Arkada iki sivil polis çuvalları otomobile taşıyacaklardı. Bunlar ağlamaya başladılar ve şöyle söylediler:
“Paşam bizi affet… Sana büyük hürmet besliyoruz. Bu ağır vazifeye tayin olunduğumuzdan dolayı büyük iç acıları duyuyoruz.”
“Eksik olmayın… Yalnız bu vazifenin ağırlığını, yani hayatını bu millete vakfetmiş, milletin istiklal ve hürriyeti için herkesle boğuşmaktan çekinmemiş olan Karabekir’e karşı beş buçuk saattir yapılan marifetleri herkese anlatınız. Götürdüğünüz 95 dosya, benim 30 yıllık emeğimdir. Ki tam 44 eser teşkil eder. Bunları da milletimizin yükselmesi için yazdım. Bu vazifede duyduğunuz ağırlığı, sözlerimi bildiklerinize söyleyiniz.”
Emniyet müdürü:
“Bastırdığınız eserden beş nüsha almışsınız. Bunlarla bir de matbaaya gönderip de size iade edilen müsveddelerini de verir misiniz?” dedi.
Beş buçuk saatlik hayâsızlığı yetmemişti.
“Hepsi yanmıştır, elimde kalanları da siz götürüyorsunuz. Eğer bunları da siz yakarsanız, Cumhuriyet idaremizin hiçbir kusuru kalmamış olur.”[5]
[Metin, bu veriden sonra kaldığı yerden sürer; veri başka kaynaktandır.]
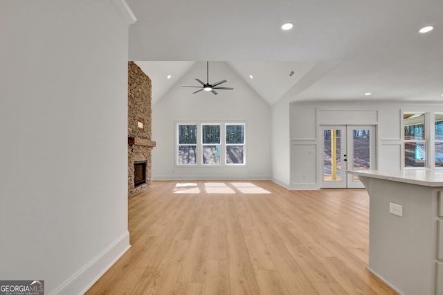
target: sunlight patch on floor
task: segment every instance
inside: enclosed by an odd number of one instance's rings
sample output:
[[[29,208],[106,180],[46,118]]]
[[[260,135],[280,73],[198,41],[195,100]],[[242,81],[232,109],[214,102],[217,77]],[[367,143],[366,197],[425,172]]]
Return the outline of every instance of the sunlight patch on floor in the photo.
[[[251,182],[231,182],[231,185],[244,194],[270,194],[271,192]]]
[[[200,188],[197,187],[197,183],[177,184],[172,193],[174,194],[198,194],[200,193]]]
[[[208,194],[235,194],[235,191],[226,184],[222,182],[205,182],[205,190]]]
[[[229,184],[229,185],[228,185]],[[262,188],[251,182],[205,182],[204,188],[199,188],[195,182],[177,183],[174,188],[174,194],[199,194],[204,192],[208,194],[235,194],[237,192],[244,194],[270,194],[271,192]],[[201,184],[200,184],[201,186]]]

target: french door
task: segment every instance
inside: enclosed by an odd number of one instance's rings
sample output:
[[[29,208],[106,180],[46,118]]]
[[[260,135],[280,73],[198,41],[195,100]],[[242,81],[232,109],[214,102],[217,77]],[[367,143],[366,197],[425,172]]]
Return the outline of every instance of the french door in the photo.
[[[375,127],[372,125],[322,125],[322,188],[363,188],[358,177],[346,170],[375,169]]]

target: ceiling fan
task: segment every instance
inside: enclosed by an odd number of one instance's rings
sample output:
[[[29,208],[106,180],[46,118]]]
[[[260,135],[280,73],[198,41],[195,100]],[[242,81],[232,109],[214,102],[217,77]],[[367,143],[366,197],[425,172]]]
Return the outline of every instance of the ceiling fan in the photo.
[[[220,84],[224,83],[227,82],[226,80],[222,80],[222,81],[216,82],[215,83],[209,84],[209,62],[206,62],[206,83],[204,83],[200,79],[195,78],[197,82],[201,84],[201,86],[182,86],[182,87],[192,87],[192,88],[201,88],[201,89],[197,90],[195,92],[192,92],[192,94],[197,93],[197,92],[200,92],[202,90],[206,91],[211,91],[213,94],[218,94],[214,89],[224,89],[224,90],[233,90],[234,89],[232,87],[219,87],[218,85]]]

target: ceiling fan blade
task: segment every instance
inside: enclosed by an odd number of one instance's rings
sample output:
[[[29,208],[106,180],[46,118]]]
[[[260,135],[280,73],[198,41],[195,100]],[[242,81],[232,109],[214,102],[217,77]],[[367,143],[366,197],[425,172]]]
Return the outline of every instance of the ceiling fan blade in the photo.
[[[228,82],[228,81],[226,81],[226,80],[222,80],[222,81],[219,81],[219,82],[215,82],[215,83],[214,83],[214,84],[212,84],[212,85],[213,85],[213,87],[214,86],[219,85],[220,84],[224,83],[225,82]]]
[[[197,81],[199,81],[199,83],[200,83],[200,84],[202,84],[203,86],[205,86],[205,85],[206,85],[206,84],[205,84],[205,83],[204,83],[204,82],[203,82],[200,79],[195,78],[195,80],[197,80]]]
[[[234,90],[232,87],[213,87],[213,89]]]
[[[200,92],[200,91],[203,91],[203,88],[202,88],[202,89],[201,89],[200,90],[197,90],[197,91],[195,91],[195,92],[192,92],[192,94],[197,93],[197,92]]]

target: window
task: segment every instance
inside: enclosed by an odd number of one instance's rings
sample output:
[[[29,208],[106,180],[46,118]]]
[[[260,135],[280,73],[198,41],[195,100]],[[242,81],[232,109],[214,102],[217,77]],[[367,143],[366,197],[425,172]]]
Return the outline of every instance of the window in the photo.
[[[226,124],[226,164],[244,164],[244,124]]]
[[[220,164],[220,125],[201,125],[201,163]]]
[[[435,167],[443,167],[443,114],[435,114],[434,134]]]
[[[177,166],[244,166],[244,123],[192,123],[177,125]]]
[[[426,166],[425,114],[403,115],[404,167]]]
[[[177,165],[197,164],[197,125],[178,125]]]

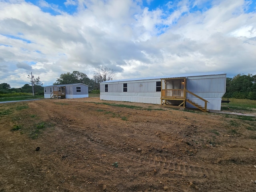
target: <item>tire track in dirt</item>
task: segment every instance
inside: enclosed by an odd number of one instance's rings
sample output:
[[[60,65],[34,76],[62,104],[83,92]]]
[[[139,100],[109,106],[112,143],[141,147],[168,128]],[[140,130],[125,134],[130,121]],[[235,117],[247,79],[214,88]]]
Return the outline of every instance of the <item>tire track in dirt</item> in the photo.
[[[169,157],[168,155],[150,153],[144,154],[142,155],[137,154],[134,152],[125,151],[124,153],[122,148],[110,145],[102,139],[95,136],[88,134],[85,134],[84,136],[86,137],[87,141],[90,143],[94,147],[103,149],[115,154],[116,156],[121,156],[123,158],[135,161],[141,164],[146,164],[154,167],[159,167],[161,169],[168,170],[183,175],[188,174],[196,175],[199,174],[206,177],[210,176],[212,178],[213,177],[224,176],[221,175],[219,172],[208,168],[193,165],[187,165],[185,162],[179,163],[168,160]]]

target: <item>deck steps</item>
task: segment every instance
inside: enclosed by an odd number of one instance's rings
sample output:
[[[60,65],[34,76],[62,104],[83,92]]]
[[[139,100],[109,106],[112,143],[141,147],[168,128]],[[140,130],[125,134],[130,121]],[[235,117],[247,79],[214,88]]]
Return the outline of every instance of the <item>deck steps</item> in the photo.
[[[189,103],[190,103],[190,104],[191,104],[193,106],[194,106],[195,107],[196,107],[198,109],[201,110],[202,111],[203,111],[204,112],[209,112],[209,110],[208,110],[207,109],[206,109],[205,107],[202,107],[201,105],[199,105],[197,103],[196,103],[195,102],[193,102],[193,101],[190,100],[189,99],[186,99],[186,101],[187,102],[188,102]]]

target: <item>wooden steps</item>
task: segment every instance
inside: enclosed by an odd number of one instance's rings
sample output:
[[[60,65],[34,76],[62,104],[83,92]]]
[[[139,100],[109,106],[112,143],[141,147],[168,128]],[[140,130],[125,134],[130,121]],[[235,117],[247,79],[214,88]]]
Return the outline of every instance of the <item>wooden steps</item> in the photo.
[[[189,99],[186,99],[186,101],[187,102],[188,102],[189,103],[190,103],[190,104],[191,104],[193,106],[196,107],[198,109],[201,110],[202,111],[203,111],[204,112],[209,112],[209,110],[208,110],[207,109],[206,109],[205,107],[202,107],[201,105],[199,105],[197,103],[196,103],[195,102],[194,102],[190,100]]]

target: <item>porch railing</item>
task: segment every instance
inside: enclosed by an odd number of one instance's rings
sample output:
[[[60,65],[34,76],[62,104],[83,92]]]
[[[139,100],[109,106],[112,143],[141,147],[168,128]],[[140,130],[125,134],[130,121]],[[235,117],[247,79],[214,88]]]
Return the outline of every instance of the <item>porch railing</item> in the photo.
[[[63,92],[62,92],[62,90],[53,91],[52,92],[52,93],[51,93],[51,98],[52,98],[52,97],[53,97],[53,96],[55,95],[58,95],[58,96],[65,95],[65,94],[66,94],[65,93],[65,92],[64,91]]]

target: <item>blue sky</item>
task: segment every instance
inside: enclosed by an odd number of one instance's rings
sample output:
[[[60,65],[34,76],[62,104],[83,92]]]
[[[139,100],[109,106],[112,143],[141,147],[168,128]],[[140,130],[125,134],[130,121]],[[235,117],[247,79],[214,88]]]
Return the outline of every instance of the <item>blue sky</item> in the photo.
[[[73,71],[116,79],[256,74],[256,0],[0,0],[0,83]]]

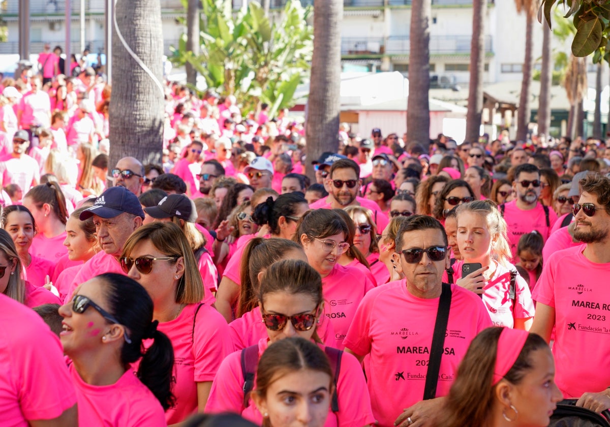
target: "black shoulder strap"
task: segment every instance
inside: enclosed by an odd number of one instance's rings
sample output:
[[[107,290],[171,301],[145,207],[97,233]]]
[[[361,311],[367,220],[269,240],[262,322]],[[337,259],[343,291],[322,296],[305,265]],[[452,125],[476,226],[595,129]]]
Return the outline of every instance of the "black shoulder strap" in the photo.
[[[432,336],[430,346],[430,359],[426,373],[426,385],[423,390],[423,400],[434,399],[436,396],[436,387],[439,382],[439,371],[440,370],[440,359],[445,346],[445,334],[449,321],[449,309],[451,305],[451,285],[447,283],[442,285],[442,291],[439,300],[439,309],[436,312],[434,332]]]
[[[339,371],[341,370],[341,356],[343,356],[343,350],[339,350],[332,347],[325,347],[325,352],[328,357],[328,360],[331,362],[331,367],[334,371],[334,378],[332,381],[335,385],[335,390],[332,392],[332,397],[331,400],[331,409],[333,412],[339,411],[339,395],[337,390],[339,389],[337,383],[339,381]]]
[[[251,345],[242,350],[242,373],[243,375],[243,407],[248,407],[250,392],[254,388],[254,373],[259,362],[259,346]]]

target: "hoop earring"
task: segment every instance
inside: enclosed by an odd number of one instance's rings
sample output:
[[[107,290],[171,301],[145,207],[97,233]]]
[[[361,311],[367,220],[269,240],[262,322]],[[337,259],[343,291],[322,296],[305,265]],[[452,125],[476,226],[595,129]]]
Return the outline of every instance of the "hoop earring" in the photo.
[[[509,423],[512,423],[513,421],[515,421],[517,420],[517,417],[518,416],[519,413],[517,412],[517,408],[515,408],[512,405],[510,406],[510,408],[515,412],[515,418],[511,420],[511,418],[509,418],[508,417],[506,416],[506,408],[502,410],[502,416],[504,417],[504,420],[506,420]]]

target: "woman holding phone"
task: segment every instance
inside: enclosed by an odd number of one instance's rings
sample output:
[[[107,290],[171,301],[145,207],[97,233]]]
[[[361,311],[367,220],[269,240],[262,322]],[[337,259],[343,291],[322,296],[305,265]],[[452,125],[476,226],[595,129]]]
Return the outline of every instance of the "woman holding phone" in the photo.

Paşa’nın yazdığı yazılar rahatsızlık uyandırınca tehdit ve suikast planları devreye girer. 1933 yılının 8 Ağustos’un da, öğleden sonra 14.30’da paşa bir mektup alır.
“Muhterem Paşa Hazretleri, sizin gazetelerde aleyhinde yazdığınız şahıslar tarafından size karşı bir suikast yapmak teşebbüslerinde bulunuyorlar. Vali Bey konağında dört gece müzakere ettiler. Bu mesele ile meşgul oluyorlar. Onun için kendinizi muhafaza ediniz. Kapıdaki sebzecilere ve buna benzer birtakım adamlara dikkat ediniz. Hiddetinizi mucip olan şeylere soğukkanlılığınızı muhafaza ediniz… Bu vaziyet olacak olursa yine sizi haberdar ederim, muhterem paşamız.”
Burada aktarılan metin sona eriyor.